Nearly half of all e-commerce transactions in the UK are now taking place on mobile devices (49.9%), according to data released today (May 5) by Criteo.
According to the ad tech leader, mobile commerce is at a “tipping point”, having jumped up 6% since the same time last year, as it continues to transform the UK’s retail environment.
The findings come as part of a study of 1.4 billion online transactions throughout the first quarter of 2016, and unearth a number of developments as mobile purchases soar to ever-greater popularity among British consumers.
Purchases on iPhones leapt up 7% in the year following the launch of Apple Pay in 2014, and the handset model now claims nearly a fifth (19%) of all m-commerce transactions on its own, ‘leapfrogging’ iPads as the UK’s primary device for mobile shopping.
As expected, the research also suggests that consumers are no longer distinguishing between separate devices when making purchase decisions, with some four in 10 (39%) of online sales making use of multiple devices en route to checkout.

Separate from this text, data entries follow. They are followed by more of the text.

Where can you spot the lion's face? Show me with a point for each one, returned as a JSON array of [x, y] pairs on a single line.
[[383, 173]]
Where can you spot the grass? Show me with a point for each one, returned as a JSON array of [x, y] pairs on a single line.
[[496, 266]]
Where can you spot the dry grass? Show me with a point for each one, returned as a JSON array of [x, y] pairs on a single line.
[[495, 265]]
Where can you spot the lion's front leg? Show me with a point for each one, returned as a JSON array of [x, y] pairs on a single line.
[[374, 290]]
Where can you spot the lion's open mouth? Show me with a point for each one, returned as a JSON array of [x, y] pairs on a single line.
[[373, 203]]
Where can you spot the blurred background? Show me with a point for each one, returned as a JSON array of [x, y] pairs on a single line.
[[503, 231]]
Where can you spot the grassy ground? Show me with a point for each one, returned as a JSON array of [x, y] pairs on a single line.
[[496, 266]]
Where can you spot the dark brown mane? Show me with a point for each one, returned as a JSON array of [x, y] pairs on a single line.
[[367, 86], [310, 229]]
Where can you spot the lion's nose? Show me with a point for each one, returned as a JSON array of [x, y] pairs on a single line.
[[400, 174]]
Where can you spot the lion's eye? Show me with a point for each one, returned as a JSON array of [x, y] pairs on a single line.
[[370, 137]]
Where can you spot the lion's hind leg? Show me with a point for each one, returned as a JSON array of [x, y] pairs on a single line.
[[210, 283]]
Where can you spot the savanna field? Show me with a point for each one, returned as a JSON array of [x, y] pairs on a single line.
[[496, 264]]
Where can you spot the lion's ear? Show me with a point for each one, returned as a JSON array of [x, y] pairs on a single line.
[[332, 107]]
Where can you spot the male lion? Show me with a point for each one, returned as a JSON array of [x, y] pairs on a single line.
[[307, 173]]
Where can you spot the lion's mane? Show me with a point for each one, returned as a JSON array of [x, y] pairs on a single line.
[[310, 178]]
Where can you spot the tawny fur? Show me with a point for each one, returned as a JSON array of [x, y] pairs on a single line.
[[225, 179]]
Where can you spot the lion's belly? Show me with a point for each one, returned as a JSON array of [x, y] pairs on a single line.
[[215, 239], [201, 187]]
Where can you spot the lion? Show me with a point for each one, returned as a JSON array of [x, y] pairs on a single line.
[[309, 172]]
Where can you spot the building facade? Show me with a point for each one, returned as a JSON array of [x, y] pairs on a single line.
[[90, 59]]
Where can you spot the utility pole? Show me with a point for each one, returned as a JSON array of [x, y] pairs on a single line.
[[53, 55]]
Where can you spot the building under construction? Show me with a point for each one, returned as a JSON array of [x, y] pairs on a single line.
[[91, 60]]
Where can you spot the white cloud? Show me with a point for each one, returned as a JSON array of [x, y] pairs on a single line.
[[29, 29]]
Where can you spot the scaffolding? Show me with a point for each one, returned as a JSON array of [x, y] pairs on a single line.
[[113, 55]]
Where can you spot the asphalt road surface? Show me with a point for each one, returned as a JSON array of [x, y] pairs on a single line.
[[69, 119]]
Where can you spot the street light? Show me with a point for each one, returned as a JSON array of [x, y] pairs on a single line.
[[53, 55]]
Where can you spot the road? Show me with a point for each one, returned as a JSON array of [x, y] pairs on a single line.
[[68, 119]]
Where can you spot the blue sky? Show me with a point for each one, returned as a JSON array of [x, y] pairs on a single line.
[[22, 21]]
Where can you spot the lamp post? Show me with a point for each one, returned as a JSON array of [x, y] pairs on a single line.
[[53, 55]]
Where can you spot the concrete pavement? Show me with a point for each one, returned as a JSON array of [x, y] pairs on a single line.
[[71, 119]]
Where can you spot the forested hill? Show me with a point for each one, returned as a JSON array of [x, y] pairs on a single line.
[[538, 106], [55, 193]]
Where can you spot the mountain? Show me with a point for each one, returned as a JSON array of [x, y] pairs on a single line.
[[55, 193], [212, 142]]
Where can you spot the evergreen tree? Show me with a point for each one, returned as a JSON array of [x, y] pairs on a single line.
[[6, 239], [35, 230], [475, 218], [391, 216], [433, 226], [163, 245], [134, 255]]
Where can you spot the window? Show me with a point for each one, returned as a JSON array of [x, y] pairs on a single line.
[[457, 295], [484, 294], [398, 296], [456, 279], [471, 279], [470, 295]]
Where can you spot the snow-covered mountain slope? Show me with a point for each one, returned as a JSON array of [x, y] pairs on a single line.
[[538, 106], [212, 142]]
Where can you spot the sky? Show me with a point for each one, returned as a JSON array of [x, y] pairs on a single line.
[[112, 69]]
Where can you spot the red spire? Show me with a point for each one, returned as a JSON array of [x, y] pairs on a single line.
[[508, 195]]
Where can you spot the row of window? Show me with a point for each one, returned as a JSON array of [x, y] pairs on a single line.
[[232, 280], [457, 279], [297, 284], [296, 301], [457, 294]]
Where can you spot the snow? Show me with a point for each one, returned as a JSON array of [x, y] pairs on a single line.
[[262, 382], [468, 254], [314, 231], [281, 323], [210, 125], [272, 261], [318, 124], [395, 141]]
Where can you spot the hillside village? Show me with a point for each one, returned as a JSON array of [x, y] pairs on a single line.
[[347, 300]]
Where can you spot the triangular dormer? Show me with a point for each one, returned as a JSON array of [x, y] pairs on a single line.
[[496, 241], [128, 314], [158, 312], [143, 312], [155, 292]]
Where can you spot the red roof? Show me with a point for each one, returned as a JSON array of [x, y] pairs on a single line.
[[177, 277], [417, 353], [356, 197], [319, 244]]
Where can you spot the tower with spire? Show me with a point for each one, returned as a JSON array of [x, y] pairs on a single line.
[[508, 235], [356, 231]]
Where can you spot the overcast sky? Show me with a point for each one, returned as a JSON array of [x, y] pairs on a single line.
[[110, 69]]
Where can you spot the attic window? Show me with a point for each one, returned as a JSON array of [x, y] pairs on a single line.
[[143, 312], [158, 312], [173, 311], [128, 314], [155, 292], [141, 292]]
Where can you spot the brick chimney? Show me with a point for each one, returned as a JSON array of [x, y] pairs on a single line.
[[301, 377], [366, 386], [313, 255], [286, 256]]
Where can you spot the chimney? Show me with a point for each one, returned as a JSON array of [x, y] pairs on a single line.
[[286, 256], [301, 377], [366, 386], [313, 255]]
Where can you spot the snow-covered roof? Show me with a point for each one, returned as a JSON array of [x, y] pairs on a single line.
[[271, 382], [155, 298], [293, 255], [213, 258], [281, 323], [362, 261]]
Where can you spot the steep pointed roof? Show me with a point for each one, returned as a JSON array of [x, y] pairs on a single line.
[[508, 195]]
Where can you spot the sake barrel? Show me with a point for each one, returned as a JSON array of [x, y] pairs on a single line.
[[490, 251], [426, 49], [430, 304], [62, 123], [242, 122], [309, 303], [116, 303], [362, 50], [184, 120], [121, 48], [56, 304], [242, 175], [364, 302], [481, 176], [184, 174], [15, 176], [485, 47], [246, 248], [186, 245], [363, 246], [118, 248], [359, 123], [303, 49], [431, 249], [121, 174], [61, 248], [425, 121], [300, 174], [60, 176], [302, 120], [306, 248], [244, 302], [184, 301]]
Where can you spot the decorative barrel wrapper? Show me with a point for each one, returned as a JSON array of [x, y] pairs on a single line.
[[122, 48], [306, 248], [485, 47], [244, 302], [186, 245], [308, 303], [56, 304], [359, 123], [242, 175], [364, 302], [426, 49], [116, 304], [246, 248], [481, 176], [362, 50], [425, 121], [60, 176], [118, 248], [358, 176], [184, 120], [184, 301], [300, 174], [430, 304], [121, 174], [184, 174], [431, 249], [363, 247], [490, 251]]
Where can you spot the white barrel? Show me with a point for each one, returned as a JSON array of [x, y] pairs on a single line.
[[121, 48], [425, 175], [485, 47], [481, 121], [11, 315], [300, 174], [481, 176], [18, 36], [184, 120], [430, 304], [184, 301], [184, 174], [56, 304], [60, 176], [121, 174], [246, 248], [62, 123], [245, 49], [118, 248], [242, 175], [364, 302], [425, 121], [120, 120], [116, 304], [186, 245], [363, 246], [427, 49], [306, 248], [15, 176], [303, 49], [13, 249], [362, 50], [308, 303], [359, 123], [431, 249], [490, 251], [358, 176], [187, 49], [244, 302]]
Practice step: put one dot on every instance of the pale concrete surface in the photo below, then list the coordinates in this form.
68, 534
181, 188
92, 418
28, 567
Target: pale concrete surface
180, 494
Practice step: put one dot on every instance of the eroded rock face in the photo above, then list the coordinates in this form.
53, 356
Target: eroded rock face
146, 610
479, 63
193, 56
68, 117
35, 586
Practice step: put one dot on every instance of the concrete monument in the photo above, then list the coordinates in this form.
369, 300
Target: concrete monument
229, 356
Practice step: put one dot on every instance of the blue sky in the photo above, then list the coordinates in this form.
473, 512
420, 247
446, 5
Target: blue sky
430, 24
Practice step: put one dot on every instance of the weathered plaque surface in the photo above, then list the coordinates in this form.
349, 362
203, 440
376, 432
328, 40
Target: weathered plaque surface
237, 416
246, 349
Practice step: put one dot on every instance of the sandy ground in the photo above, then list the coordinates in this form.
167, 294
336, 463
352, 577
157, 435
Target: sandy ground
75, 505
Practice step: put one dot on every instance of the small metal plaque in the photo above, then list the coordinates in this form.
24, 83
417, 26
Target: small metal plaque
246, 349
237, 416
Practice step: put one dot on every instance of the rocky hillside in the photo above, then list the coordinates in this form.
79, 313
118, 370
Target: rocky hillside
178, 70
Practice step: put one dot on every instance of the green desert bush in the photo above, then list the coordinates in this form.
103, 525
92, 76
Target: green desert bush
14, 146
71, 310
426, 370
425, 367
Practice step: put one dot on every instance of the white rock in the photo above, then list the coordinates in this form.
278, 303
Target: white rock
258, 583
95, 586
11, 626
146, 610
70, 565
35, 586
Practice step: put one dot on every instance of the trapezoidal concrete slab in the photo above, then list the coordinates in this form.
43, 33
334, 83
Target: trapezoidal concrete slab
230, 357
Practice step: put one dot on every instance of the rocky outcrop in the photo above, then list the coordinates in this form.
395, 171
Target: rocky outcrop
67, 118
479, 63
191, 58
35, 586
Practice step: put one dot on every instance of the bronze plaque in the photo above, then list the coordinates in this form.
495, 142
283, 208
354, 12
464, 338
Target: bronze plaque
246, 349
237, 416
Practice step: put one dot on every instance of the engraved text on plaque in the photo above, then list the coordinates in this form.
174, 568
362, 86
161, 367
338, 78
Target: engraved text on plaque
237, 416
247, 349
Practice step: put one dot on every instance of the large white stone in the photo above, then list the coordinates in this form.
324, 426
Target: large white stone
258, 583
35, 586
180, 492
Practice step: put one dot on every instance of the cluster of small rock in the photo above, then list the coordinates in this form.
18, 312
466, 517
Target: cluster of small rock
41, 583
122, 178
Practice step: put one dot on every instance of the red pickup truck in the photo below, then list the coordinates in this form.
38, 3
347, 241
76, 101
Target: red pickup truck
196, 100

It may come as no surprise that the fashion and luxury market takes the leading mobile sales share with 55%. The sector is aided by the prevalence of social media platforms like Instagram in influencing buying decisions.
On this sector’s tail are mass merchants, similar to Amazon and eBay, weighing in with 50% of sales via mobile, while home-related goods took some 46.8% of revenue via m-commerce.
According to the report, apps continue to be the main driving force behind growth in m-commerce, even outside of the UK, constituting nearly two thirds (65%) of transactions globally.
Off the back of the findings, some parting words of advice came from Jon Buss, Criteo’s managing director for Northern Europe, for marketers looking to tap into ever-growing popularity of mobile as a first choice for shopping.
“Consumers now expect a highly personalised experience at all stages of the purchase journey,” he commented.
“With mobile now accounting for almost half of all e-commerce transactions in the UK, the successful retailers will be those who can target people rather than devices, delivering tailored and personal shopping experiences that span digital and in-store.”